Akshaye Khanna manages to make you chuckle occasionally but then the lad is a good actor. His “Day Ho” act(poking fun at Slumdog’s Jay Ho) is indeed funny and I hope he gets a performance oriented role soon. Those who have seen him in “Gandhi My Father” will know what I mean.
As if this much mediocrity wasn’t enough, Farah also decides to rope in Salman Khan for an Eid item number. Poor old woman must have thought that now her film is a guaranteed hit, with two stars being there. But if the cancer is at last stage, even 200 doctors can’t save you. The weak(non existent) script was the cancer here, which destroyed the whole film.

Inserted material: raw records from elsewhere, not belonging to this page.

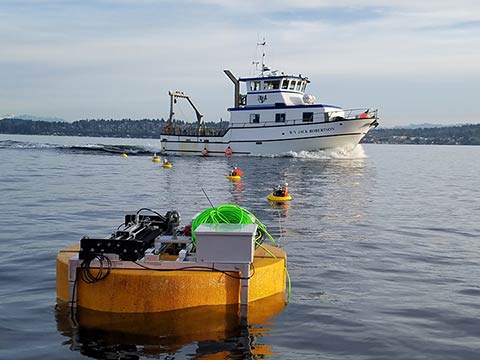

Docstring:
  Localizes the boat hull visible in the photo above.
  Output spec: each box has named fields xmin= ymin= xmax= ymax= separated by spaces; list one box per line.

xmin=161 ymin=119 xmax=376 ymax=156
xmin=57 ymin=245 xmax=286 ymax=313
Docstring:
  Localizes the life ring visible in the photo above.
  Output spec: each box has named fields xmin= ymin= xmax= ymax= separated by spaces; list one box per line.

xmin=163 ymin=124 xmax=172 ymax=135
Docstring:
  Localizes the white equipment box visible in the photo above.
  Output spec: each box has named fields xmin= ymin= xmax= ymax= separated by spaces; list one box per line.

xmin=195 ymin=224 xmax=257 ymax=264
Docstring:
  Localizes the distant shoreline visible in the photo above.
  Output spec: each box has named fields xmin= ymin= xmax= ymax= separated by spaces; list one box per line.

xmin=0 ymin=118 xmax=480 ymax=145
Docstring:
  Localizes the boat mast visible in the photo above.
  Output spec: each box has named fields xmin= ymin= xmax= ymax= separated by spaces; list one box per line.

xmin=256 ymin=38 xmax=270 ymax=76
xmin=168 ymin=91 xmax=203 ymax=129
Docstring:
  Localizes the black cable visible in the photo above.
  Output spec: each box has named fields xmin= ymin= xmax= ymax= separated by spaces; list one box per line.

xmin=136 ymin=208 xmax=165 ymax=219
xmin=134 ymin=261 xmax=255 ymax=280
xmin=80 ymin=254 xmax=112 ymax=284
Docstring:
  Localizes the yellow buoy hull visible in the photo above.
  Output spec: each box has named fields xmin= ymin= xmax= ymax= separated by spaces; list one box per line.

xmin=57 ymin=245 xmax=286 ymax=313
xmin=267 ymin=193 xmax=292 ymax=202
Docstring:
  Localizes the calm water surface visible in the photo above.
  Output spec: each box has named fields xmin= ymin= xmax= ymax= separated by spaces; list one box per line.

xmin=0 ymin=135 xmax=480 ymax=359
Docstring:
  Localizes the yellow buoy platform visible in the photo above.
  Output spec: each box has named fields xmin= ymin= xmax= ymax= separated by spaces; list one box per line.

xmin=267 ymin=193 xmax=292 ymax=202
xmin=56 ymin=244 xmax=287 ymax=313
xmin=226 ymin=175 xmax=242 ymax=181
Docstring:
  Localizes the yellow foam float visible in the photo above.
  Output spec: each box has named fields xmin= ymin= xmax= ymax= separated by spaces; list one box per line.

xmin=57 ymin=244 xmax=287 ymax=313
xmin=56 ymin=205 xmax=287 ymax=313
xmin=225 ymin=175 xmax=242 ymax=181
xmin=267 ymin=192 xmax=292 ymax=202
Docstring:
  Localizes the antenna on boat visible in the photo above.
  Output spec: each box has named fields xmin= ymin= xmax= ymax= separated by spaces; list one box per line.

xmin=253 ymin=38 xmax=270 ymax=76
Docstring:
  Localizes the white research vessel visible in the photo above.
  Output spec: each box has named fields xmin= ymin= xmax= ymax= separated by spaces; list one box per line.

xmin=160 ymin=54 xmax=378 ymax=156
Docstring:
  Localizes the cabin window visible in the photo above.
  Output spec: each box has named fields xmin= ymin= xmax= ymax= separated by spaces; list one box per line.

xmin=302 ymin=112 xmax=313 ymax=122
xmin=250 ymin=114 xmax=260 ymax=124
xmin=263 ymin=80 xmax=280 ymax=90
xmin=250 ymin=80 xmax=260 ymax=91
xmin=275 ymin=113 xmax=285 ymax=122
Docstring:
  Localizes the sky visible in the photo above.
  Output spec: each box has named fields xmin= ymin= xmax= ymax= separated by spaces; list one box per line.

xmin=0 ymin=0 xmax=480 ymax=127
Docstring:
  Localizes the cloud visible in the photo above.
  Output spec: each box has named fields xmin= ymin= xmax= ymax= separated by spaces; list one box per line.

xmin=0 ymin=0 xmax=480 ymax=125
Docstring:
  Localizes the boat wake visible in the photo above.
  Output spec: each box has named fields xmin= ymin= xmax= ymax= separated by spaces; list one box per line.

Depending on just star value, and ham acting to make you win the race, is like depending on just water and sugar to make a cup of tea. Where is the tea powder my dear lady? Where is the story? The tight screenplay? Didn’t care enough for it? Then please don’t mind if audience spits this bad cup of tea into the gutter rather than gulping it down their throats.
I’m writing after a very very long time so please excuse some of my distasteful similes and metaphors. But what the heck! A bad film deserves a bad(or rather a badly written) review.
And to you Mr Sajid Khan who said “I gave the first hit of the year(Housefull) and my sister will give the last”, I wish TMK had even a single joke, half funny as this!